Innovations by Vanessa Cordeiro and Chris Glynn of Somerville High School
Post written by Dr. Alice Mello and Dr. Susan Klimczak of OneVille
A couple months into the exploratory phase of our Somerville High School ePortfolio Project, we saw the effects of the participatory design based approach with students and teachers have an innovative impact in a classroom.
Vanessa Cordeiro, one of our senior year student participants, asked her Social Studies teacher, Mr. Glynn, who is also one of the teacher participants in the ePortfolio project at SHS, if she could do a class assignment as an entry for her ePortfolio. In this class assignment, Mr. Glynn’s students write a “paper and pencil” media literacy journal over the course of several weeks and record how news stories are presented in different types of media. These journals are usually turned in and commented on by Mr. Glynn only at the end of the assignment.
After saying yes to Vanessa, Mr. Glynn had an idea: to have all his students create digital journals. He linked those journals on his web page. Now, he and his students are able to get ideas from each other and engage in daily on-line conversations about their journals during the assignment, instead of having only Mr. Glynn read and give comments at the end.
Mr.

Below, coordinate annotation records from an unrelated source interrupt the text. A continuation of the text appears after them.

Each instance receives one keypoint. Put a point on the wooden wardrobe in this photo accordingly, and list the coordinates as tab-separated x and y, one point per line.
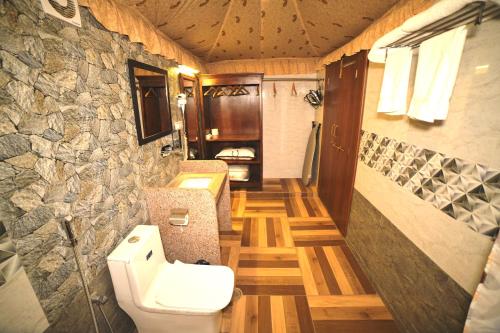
345	83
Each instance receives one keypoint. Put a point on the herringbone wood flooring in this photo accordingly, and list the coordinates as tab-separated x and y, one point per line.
294	268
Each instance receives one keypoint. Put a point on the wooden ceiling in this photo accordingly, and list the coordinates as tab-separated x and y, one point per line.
218	30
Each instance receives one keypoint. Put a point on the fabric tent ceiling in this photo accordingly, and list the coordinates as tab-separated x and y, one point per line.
218	30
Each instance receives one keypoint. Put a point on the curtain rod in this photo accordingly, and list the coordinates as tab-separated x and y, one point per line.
475	12
292	79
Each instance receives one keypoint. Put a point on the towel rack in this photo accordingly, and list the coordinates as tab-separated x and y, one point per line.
475	12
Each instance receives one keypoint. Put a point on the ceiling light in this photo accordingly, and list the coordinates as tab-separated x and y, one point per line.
183	69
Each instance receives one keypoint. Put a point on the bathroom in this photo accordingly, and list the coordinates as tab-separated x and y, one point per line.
257	203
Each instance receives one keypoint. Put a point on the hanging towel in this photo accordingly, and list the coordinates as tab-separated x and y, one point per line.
437	68
395	83
309	166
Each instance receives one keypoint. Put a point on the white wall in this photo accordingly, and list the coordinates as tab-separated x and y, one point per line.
286	125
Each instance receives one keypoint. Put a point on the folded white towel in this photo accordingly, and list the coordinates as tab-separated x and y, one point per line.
437	68
395	83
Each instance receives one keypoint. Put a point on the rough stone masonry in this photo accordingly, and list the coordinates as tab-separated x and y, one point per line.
68	145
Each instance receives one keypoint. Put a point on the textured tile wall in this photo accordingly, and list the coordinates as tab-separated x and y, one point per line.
466	191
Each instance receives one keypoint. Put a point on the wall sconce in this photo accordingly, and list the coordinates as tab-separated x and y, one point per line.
183	69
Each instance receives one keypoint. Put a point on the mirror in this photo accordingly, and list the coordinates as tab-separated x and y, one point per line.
150	97
188	86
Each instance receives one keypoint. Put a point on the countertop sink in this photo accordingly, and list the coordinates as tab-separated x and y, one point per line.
195	183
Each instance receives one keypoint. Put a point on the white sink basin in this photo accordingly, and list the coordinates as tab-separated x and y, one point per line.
195	183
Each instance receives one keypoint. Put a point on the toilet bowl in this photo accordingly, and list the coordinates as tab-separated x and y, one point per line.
167	297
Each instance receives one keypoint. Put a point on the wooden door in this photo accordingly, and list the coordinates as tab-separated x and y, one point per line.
343	114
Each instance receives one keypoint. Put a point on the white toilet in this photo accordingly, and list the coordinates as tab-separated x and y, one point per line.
164	297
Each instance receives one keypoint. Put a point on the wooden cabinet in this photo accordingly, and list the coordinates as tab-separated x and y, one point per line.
189	86
345	83
232	104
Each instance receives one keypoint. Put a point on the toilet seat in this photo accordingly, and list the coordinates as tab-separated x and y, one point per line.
192	289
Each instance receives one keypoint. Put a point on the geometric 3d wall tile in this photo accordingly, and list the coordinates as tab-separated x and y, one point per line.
466	191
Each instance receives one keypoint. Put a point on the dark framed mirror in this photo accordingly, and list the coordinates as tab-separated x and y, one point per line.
150	98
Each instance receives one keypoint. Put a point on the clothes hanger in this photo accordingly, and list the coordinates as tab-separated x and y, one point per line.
294	91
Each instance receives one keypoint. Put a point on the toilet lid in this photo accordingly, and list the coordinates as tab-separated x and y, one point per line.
201	289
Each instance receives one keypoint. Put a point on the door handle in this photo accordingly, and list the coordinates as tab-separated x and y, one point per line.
335	146
333	130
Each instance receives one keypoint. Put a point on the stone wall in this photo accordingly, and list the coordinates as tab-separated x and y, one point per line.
68	145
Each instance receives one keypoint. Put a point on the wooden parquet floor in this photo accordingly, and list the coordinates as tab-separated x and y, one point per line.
294	268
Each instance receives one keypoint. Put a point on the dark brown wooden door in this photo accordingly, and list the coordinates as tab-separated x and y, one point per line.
342	117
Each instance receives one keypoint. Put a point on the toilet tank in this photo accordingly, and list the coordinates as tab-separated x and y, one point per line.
134	263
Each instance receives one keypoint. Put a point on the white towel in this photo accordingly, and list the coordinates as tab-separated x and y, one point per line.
395	83
437	68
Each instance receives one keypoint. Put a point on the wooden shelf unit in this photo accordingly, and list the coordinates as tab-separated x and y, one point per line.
238	118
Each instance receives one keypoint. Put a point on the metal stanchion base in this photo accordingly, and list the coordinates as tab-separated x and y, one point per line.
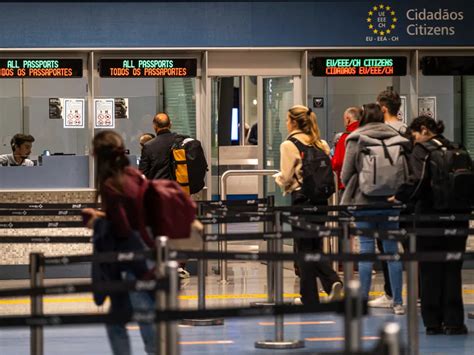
287	344
203	322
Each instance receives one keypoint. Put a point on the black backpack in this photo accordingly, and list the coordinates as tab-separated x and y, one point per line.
188	164
452	176
318	179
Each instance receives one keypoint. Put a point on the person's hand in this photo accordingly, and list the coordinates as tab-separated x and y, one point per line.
89	215
392	199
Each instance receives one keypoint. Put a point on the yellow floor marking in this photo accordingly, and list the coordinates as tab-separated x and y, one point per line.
207	342
339	339
297	323
21	301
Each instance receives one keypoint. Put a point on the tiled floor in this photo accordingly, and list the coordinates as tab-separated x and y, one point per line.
236	336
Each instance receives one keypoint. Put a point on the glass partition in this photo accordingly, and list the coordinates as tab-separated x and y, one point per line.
145	98
25	108
277	99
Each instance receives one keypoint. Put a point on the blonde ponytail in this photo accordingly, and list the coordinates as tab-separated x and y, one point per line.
307	122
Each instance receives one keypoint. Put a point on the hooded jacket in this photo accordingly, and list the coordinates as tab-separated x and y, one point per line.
350	168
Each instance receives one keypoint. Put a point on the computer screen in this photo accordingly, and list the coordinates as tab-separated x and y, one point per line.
234	130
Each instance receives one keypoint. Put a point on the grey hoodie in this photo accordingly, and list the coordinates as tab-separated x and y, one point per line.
350	168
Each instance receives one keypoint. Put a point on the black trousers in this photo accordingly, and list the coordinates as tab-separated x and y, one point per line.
309	271
441	283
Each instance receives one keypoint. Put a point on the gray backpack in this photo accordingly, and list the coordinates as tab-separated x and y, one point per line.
382	165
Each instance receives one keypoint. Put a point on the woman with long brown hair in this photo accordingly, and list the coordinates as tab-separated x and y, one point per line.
118	186
304	134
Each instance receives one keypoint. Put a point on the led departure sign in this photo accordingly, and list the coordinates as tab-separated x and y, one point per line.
148	68
359	66
40	68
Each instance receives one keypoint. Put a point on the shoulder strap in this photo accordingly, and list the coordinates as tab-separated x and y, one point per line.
432	145
301	147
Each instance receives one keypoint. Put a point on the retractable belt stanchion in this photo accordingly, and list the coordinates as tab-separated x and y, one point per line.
279	342
36	280
352	299
172	345
353	317
160	301
271	247
412	296
202	293
391	339
270	226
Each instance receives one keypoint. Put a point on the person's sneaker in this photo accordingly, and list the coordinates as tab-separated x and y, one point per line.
183	274
456	330
297	301
381	302
336	292
398	310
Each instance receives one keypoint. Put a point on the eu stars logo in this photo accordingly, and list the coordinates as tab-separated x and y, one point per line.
381	21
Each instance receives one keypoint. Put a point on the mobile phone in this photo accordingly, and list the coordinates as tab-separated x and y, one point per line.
86	217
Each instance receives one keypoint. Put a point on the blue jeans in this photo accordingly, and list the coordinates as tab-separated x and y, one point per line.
367	246
117	333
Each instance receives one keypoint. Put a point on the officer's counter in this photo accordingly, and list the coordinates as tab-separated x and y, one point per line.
51	172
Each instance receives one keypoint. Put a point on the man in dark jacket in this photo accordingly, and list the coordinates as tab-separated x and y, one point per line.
155	161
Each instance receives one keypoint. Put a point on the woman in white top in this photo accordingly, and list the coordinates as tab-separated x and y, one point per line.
302	124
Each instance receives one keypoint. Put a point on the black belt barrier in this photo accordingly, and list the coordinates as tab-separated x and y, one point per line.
313	257
68	224
45	239
22	213
171	315
308	257
104	287
49	206
99	258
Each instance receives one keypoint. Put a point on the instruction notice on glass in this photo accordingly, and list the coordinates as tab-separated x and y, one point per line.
73	113
427	106
104	113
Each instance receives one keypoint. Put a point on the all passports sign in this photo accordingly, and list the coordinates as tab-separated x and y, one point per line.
386	23
148	68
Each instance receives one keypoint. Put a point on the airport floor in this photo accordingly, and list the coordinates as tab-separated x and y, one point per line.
321	332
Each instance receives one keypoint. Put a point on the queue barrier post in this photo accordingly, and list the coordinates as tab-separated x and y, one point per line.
222	245
172	344
36	280
201	276
391	339
279	342
270	226
160	296
353	317
412	296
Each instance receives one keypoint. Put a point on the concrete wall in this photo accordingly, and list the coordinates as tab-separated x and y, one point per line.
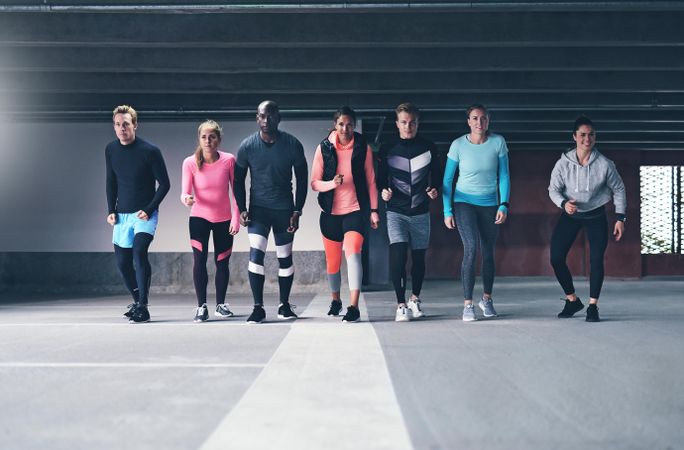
52	184
53	232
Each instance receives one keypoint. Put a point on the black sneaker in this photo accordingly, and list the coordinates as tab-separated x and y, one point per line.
570	308
335	308
258	315
285	311
352	315
140	314
130	309
592	313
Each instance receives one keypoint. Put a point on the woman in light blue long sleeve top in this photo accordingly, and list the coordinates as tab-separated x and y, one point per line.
479	204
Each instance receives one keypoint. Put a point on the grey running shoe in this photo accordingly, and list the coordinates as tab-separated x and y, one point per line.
416	310
469	313
222	311
201	313
402	314
487	307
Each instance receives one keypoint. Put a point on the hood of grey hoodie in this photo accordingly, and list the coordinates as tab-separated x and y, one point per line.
588	185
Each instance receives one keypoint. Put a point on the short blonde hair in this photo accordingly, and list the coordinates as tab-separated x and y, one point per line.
215	128
125	109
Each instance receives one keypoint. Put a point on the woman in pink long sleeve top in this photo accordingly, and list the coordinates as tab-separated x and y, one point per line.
207	178
343	175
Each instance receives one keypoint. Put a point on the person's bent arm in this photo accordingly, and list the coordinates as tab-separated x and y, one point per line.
163	183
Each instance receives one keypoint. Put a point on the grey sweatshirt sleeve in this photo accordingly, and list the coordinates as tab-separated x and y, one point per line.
557	185
614	182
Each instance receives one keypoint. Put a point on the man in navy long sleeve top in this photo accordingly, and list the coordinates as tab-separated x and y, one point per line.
137	182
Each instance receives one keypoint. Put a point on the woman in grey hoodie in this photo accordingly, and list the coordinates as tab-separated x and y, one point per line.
582	182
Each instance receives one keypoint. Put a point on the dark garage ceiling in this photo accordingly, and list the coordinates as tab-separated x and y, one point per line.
537	65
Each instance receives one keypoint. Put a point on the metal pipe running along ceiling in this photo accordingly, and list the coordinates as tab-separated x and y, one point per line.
338	7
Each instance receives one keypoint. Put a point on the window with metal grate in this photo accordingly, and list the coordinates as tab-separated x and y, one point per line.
661	209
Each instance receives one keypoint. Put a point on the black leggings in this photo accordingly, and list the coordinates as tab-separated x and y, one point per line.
398	257
562	239
262	221
223	246
137	280
476	224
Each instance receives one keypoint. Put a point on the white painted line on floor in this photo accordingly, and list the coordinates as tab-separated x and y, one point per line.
129	365
326	387
148	324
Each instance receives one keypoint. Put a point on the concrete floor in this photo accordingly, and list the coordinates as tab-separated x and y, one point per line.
75	375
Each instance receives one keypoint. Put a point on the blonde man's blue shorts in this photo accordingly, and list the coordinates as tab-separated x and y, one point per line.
128	225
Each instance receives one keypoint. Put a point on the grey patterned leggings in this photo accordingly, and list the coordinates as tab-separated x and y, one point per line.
476	223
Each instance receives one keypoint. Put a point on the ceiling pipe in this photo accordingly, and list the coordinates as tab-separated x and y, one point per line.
256	7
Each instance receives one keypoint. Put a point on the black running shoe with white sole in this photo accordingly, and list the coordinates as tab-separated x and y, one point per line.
335	308
222	311
353	314
129	310
140	314
570	308
285	311
258	315
592	313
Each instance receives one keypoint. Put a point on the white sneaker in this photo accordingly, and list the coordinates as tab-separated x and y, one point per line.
201	313
416	310
469	313
402	314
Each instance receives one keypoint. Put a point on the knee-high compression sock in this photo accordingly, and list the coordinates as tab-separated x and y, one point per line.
124	261
283	243
398	269
222	275
199	270
143	270
417	271
258	238
333	262
353	242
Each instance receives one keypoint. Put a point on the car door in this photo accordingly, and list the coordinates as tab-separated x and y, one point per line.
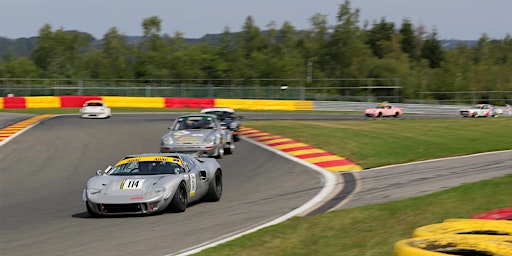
197	177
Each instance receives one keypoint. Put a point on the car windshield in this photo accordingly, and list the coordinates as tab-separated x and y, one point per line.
194	122
94	104
147	168
221	114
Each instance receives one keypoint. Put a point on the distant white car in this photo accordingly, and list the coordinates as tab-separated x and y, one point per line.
95	109
481	110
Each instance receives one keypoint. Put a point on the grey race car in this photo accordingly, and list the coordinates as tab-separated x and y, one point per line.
228	119
151	183
198	133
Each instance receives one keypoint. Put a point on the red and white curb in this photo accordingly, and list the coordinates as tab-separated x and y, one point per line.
310	154
14	130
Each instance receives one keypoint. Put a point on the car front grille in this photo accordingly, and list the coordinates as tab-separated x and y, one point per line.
123	208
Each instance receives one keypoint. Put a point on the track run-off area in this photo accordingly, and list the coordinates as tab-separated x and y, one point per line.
45	163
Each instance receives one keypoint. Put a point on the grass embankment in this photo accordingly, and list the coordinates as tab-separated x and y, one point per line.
372	230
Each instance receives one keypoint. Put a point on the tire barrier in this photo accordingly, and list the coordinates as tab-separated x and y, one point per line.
438	245
496	214
466	226
471	237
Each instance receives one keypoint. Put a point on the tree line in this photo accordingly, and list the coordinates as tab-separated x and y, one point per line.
346	49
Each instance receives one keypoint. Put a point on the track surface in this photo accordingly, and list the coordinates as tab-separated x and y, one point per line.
43	172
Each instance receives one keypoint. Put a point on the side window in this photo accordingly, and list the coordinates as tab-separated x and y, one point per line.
192	164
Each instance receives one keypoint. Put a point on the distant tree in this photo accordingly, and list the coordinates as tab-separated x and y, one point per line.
380	33
118	56
344	45
18	67
408	40
152	56
59	54
432	50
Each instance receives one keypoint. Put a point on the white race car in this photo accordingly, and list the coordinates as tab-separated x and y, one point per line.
95	109
481	110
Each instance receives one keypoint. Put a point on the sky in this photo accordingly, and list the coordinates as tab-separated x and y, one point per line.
451	19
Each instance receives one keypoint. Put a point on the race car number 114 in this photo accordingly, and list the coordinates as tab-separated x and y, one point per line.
132	184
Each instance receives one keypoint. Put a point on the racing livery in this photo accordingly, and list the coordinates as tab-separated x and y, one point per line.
198	133
228	119
384	109
151	183
481	110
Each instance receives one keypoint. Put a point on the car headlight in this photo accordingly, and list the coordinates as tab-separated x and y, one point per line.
93	191
167	140
159	189
210	139
233	125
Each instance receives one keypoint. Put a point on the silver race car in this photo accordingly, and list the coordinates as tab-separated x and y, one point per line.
228	119
151	183
95	109
198	133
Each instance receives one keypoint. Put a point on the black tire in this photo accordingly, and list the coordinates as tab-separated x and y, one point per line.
179	201
89	210
215	189
229	150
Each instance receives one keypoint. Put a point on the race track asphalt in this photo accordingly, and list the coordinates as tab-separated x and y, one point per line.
44	170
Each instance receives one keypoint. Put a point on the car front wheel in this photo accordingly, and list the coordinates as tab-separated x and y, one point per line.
179	201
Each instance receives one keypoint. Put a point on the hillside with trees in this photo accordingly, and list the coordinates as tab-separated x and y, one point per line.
380	49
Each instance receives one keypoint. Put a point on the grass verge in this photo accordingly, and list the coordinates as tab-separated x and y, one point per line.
373	229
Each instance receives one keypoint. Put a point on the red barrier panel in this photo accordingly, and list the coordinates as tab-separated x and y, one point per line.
14	102
189	102
75	101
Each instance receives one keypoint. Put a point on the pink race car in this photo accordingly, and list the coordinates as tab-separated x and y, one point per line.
384	109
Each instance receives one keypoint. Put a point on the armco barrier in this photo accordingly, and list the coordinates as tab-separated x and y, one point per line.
466	226
152	102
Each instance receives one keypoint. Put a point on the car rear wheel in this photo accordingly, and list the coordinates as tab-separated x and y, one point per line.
179	201
89	210
230	149
215	188
220	152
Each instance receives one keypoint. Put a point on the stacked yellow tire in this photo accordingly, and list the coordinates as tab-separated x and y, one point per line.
459	237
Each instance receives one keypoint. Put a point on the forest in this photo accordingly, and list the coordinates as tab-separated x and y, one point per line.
335	52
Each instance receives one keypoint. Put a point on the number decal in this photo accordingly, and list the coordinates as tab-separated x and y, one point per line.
193	184
131	184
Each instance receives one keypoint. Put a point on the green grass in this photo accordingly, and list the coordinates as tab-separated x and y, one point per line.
372	230
369	230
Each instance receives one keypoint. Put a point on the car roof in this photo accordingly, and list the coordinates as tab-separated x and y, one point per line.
153	154
201	115
94	101
218	109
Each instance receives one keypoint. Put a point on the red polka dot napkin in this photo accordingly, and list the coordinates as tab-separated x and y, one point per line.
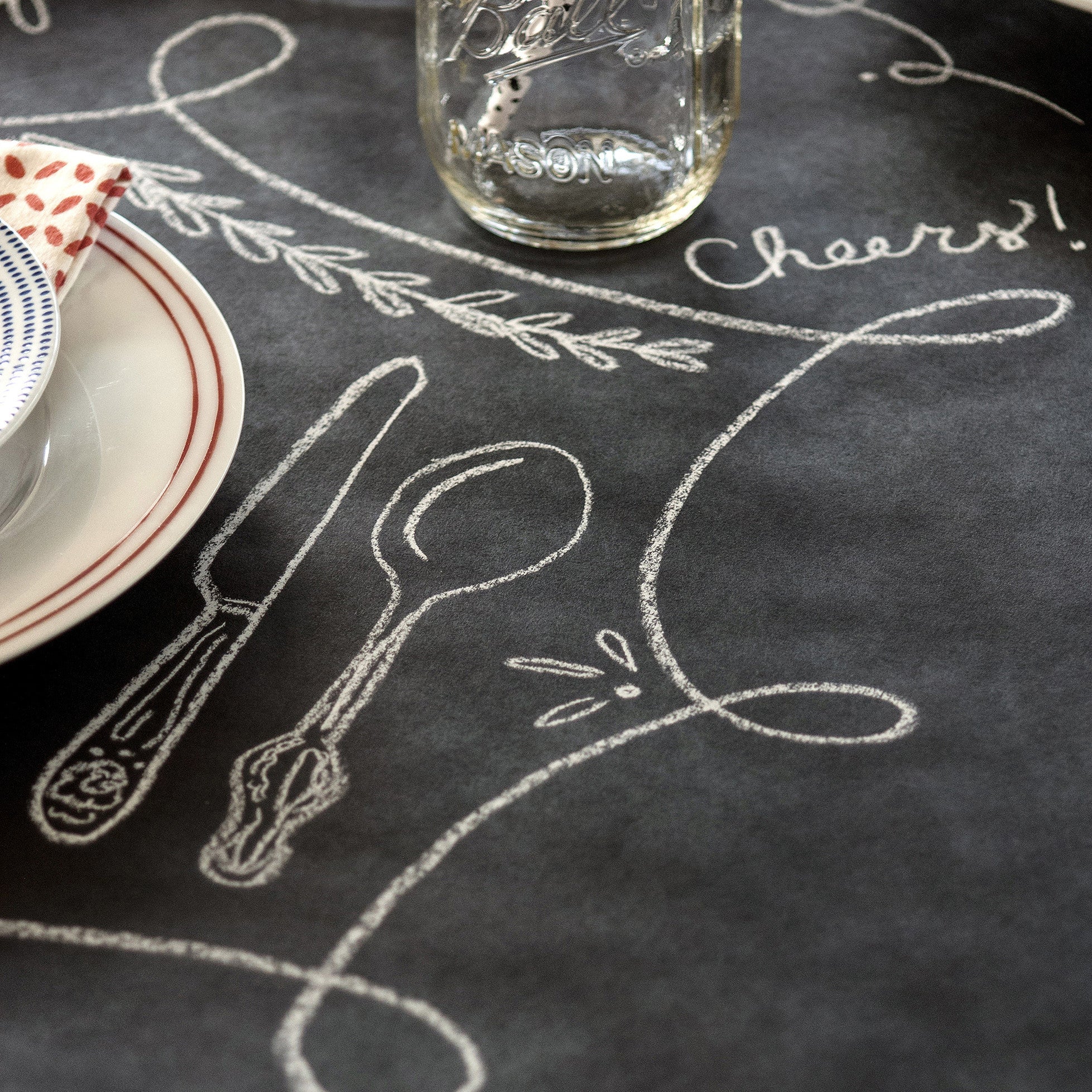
58	199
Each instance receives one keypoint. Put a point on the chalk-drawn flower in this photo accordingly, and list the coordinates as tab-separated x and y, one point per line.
615	646
86	787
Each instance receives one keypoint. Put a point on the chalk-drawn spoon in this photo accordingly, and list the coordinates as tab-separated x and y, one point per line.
107	768
281	785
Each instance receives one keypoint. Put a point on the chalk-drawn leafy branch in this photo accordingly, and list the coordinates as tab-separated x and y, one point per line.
155	189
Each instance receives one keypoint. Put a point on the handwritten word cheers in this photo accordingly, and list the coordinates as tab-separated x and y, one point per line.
770	245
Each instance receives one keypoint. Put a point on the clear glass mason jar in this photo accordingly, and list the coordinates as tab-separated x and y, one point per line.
578	124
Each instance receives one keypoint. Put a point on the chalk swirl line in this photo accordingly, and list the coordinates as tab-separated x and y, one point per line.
917	74
474	1071
288	1043
16	13
171	105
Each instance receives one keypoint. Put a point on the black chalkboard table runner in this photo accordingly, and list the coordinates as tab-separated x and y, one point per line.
656	670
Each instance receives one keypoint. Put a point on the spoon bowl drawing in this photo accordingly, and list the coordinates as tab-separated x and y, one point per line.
461	525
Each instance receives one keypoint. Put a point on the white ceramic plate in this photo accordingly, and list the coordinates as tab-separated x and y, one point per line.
142	416
28	330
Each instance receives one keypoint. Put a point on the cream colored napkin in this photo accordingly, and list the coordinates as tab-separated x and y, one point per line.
58	200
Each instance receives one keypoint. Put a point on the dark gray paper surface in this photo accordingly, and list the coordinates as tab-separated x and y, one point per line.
822	603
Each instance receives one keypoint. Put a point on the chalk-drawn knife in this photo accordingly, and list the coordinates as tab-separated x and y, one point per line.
283	783
106	770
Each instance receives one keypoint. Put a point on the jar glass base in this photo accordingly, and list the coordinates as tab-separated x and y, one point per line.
553	236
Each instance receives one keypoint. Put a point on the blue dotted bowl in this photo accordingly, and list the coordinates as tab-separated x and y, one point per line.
30	330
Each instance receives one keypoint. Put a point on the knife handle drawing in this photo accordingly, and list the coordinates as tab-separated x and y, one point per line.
106	770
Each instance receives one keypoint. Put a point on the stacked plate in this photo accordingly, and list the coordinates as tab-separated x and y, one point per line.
119	415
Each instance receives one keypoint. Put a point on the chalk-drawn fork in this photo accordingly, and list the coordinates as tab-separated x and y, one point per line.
106	770
281	785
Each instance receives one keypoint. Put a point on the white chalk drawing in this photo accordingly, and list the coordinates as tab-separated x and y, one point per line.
770	246
288	1042
300	773
172	107
615	646
915	74
393	294
238	959
40	21
107	769
285	782
1052	201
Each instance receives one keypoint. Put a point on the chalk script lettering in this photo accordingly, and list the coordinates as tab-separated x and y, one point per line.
771	247
552	155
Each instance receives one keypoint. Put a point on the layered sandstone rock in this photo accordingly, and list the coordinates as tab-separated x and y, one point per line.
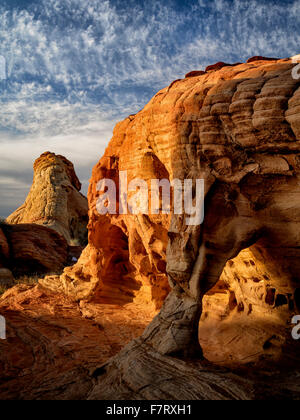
59	349
33	249
54	345
236	127
55	200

Glynn reports that students were enthusiastic about the digital process. They created their digital journals using google sites and wiki spaces, exactly the same platform used by the ePortfolio’s participants.
Mr. Glynn admits that he is not the most digitally active teacher at Somerville High School, but he was pleased with the results. Here is what he told us about his experience:
“This is great, this is so much easier [for me] than paper. And it’s alive, it’s sort of a living thing that they can keep changing and adding to. . . “
“it is something that is already on display as it is being created. . It is not only a conversation between a student and me. I have the kids. . .linked all on my page so they can look at each other’s journal entries. It makes it a bit more open forum and. . .more discussion can come from that and that is a good thing.”
There is much that can be observed as significant in this story. What Mr. Glynn told us mirrors a OneVille belief: that making communication about learning more possible among students and between students and teachers can increase student success.
Vanessa found the process of making an ePortfolio important enough for her learning to request that a teacher allow her to use it in everyday assignments. The actions of Mr. Glynn and Vanessa indicate their belief in the legitimacy of ePortfolios in education, as well as a belief in their own power and agency to initiate using ePortfolios skillfully to increase learning.
The story also highlights the possibility that ePortfolio practice can be “incorporated from below” in a school — gradually be developed as part of everyday classroom practice by teachers and students — rather than “scaled up whole from above.” Introducing ePortfolios gradually into classroom practice over time could possibly have an innovative and positive influence on school learning culture.
Finally and perhaps most significantly, this story highlights the importance of considering students and teachers seriously as sources of education innovation. In fact, the ePortfolio participatory research design was based on our belief that students’ and teachers’ contributions to OneVille’s research and education reform efforts in Somerville are so significant that they should be paid for their participation.